Der Sondermaut- Vorschlag regt auf

Webmaster, 8. August 2008 | Politik, Pressespiegel

aus Kleine Zeitung 7.August 2008
KARIN HAUTZENBERGER – mit freundlicher Genehmigung

Wirtschaftskammer-Präsident Christoph Leitl will großzügige Tunnel auf S 37, aber mit einer Maut.
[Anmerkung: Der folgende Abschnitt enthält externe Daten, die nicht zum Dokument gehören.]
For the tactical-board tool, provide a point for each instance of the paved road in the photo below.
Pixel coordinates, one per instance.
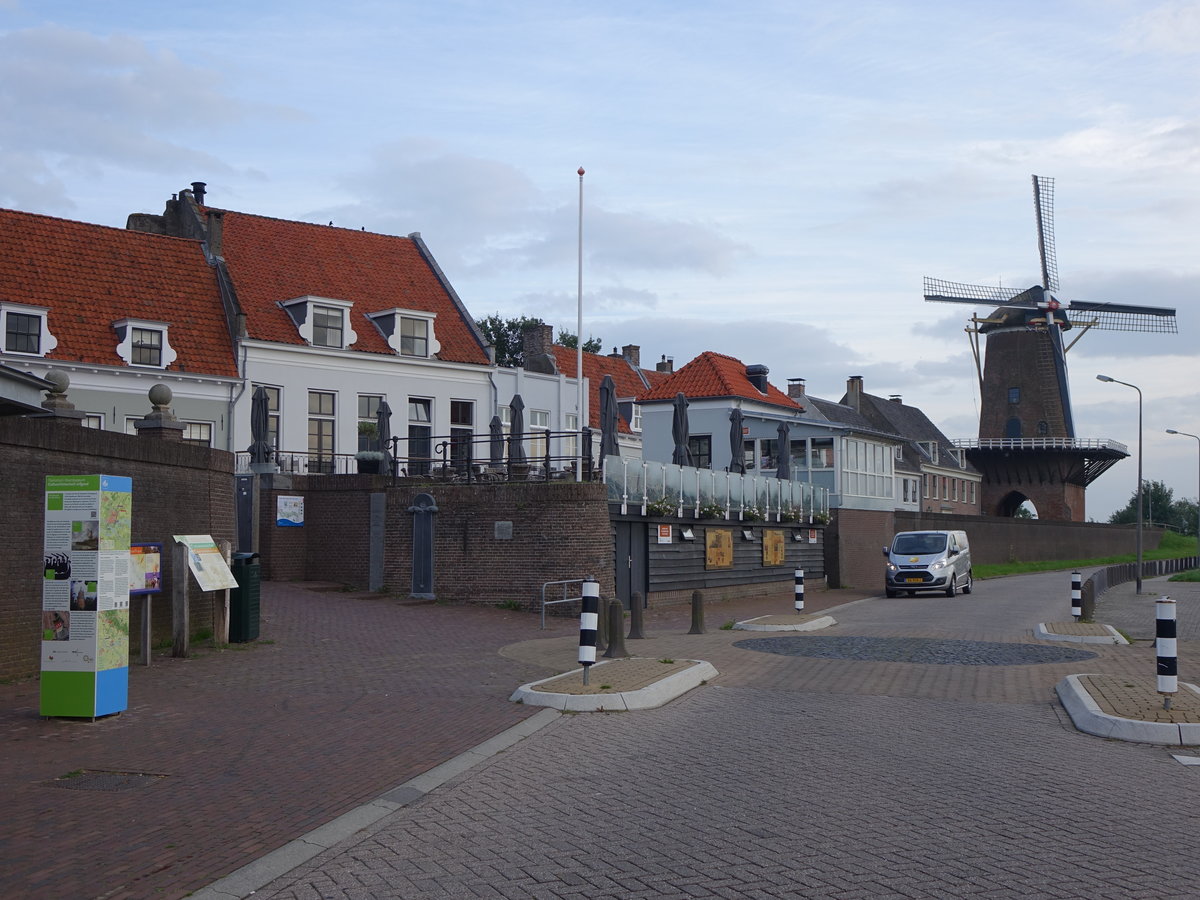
(798, 777)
Unterflurtrassen fordern zahlreiche Anrainer der geplanten Schnellstraße S 37 zwischen Klagenfurt und Judenburg, um künftig vor Lärm und Abgasen geschützt zu sein. Dass man von der Asfinag einen optimalen Schutz für die Bevölkerung fordern müsse, darin sind sich Wirtschaftskammer Österreich Präsident Christoph Leitl und der Kärntner Landeshauptmann Stellvertreter Gerhard Dörfler einig. Bei den Nutzungskosten für diese Strecke scheiden sich aber die Geister.
Bei einer Diskussion zur S 37 in der Steiermark regte Leitl nämlich an, die geforderten Tunnel mit einer Sondermaut zu belegen. Das regt Dörfler auf. Er lehnt eine „Bemautung zusätzlich zum Road Pricing strikt ab.“ Dass gerade Leitl diese Idee aufgebracht hat, wundert Dörfler, da er durch eine zusätzliche Maut eine Schwächung des Wirtschaftsstandortes Mittelkärnten befürchtet: „Jedes Produkt, das aus der Region kommt oder in die Region geliefert wird, würde teurer.“

Leitl hingegen argumentiert, dass man auch die touristischen Regionen schützen müsse: „Sie können versichert sein, dass mir die wirtschaftliche Entwicklung der Region Mittelkärnten ein wichtiges Anliegen ist.“ Auf der anderen Seite wolle er aber den Menschen in der Tourismusregion im Bezirk Murau „Existenzsorgen“ nehmen.
Einen Tunnel mit Sondermaut hat auch das „Transitforum Naturpark Grebenzen“ gefordert. Damit will man dem befürchteten Transitverkehr Einhalt gebieten. So einfach sei dies aber nicht, so Dörfler: „Eine Sondermaut ist nur für alle Straßennutzer möglich.“ Dann müssten also auch die Anrainer zahlen.
 

ANGEMERKT – Danke, Asfinag!

Seit man auf der S 37 von St. Veit bis Klagenfurt eine Vignette braucht, sind viele Autofahrer verärgert. Zum Glück reagiert die Asfinag: Auf der neuen Anzeigetafel bei Maria Saal bedankt sich die Asfinag unter anderem für die Maut. Super! Deshalb stört es keinen mehr, wenn er für eine schmale Straße, die streckenweise nach wie vor Spurrillen hat, zahlt. Danke, aber veräppeln können sich die Autofahrer selbst!
Karin Hautzenberger
 

LESERBRIEF – Verkehr statt Erholung

zu „Tourismus hofft auf Rekord…“, 4.8.2008:
Hoffen auf Rekordsaison – das muss man in der Zukunft wohl abschreiben, falls die S 37 zur Transitstrecke ausgebaut wird! Das bedeutet zehntausende Pkw und vor allem Lkw mehr queren den Kärntner Zentralraum, am Wörthersee entlang – welch eine Idylle für die Gäste, die den Wunsch nach intakter Natur, frischer Luft und Seele baumeln lassen haben. Unsere Politiker mögen endlich gegen dieses Projekt Stellung beziehen!
Mag. Dr. Gabriele Andorfer, Maria Saal
 

LESERBRIEF – Die Bevölkerung hat den Scherben auf

zu “Sondermaut-Vorschlag regt auf” 7.08.2008 (unveröffentlicht)
Wann endlich werden einige hochrangige Politiker begreifen, dass mit dem geplanten durchgehenden vierspurigen Ausbau der B317 zwischen Judenburg bis Klagenfurt eine besonders für den LKW Verkehr attraktive Transitroute gebaut wird? Die Beschwichtigungsversuche, Verkehrsleitsysteme oder Sondermaut werden den Transit verhindern, werden wie Seifenblasen zerplatzen. In der EU wird ein Beschluss mit einfacher Mehrheit ausreichen und schon sind S36 und S37 im transeuropäischen Strassennetz aufgenommen – für die europäische Frächter Lobby ein Kinderspiel. Die Sondermaut zur Verhinderung des Transitverkehrs auf der S37 können sich dann die österreichischen Verkehrs Politiker “auf den Hut stecken”, wie am Brenner. Die Bevölkerung entlang der Strecke hat dann dafür “den Scherben auf”.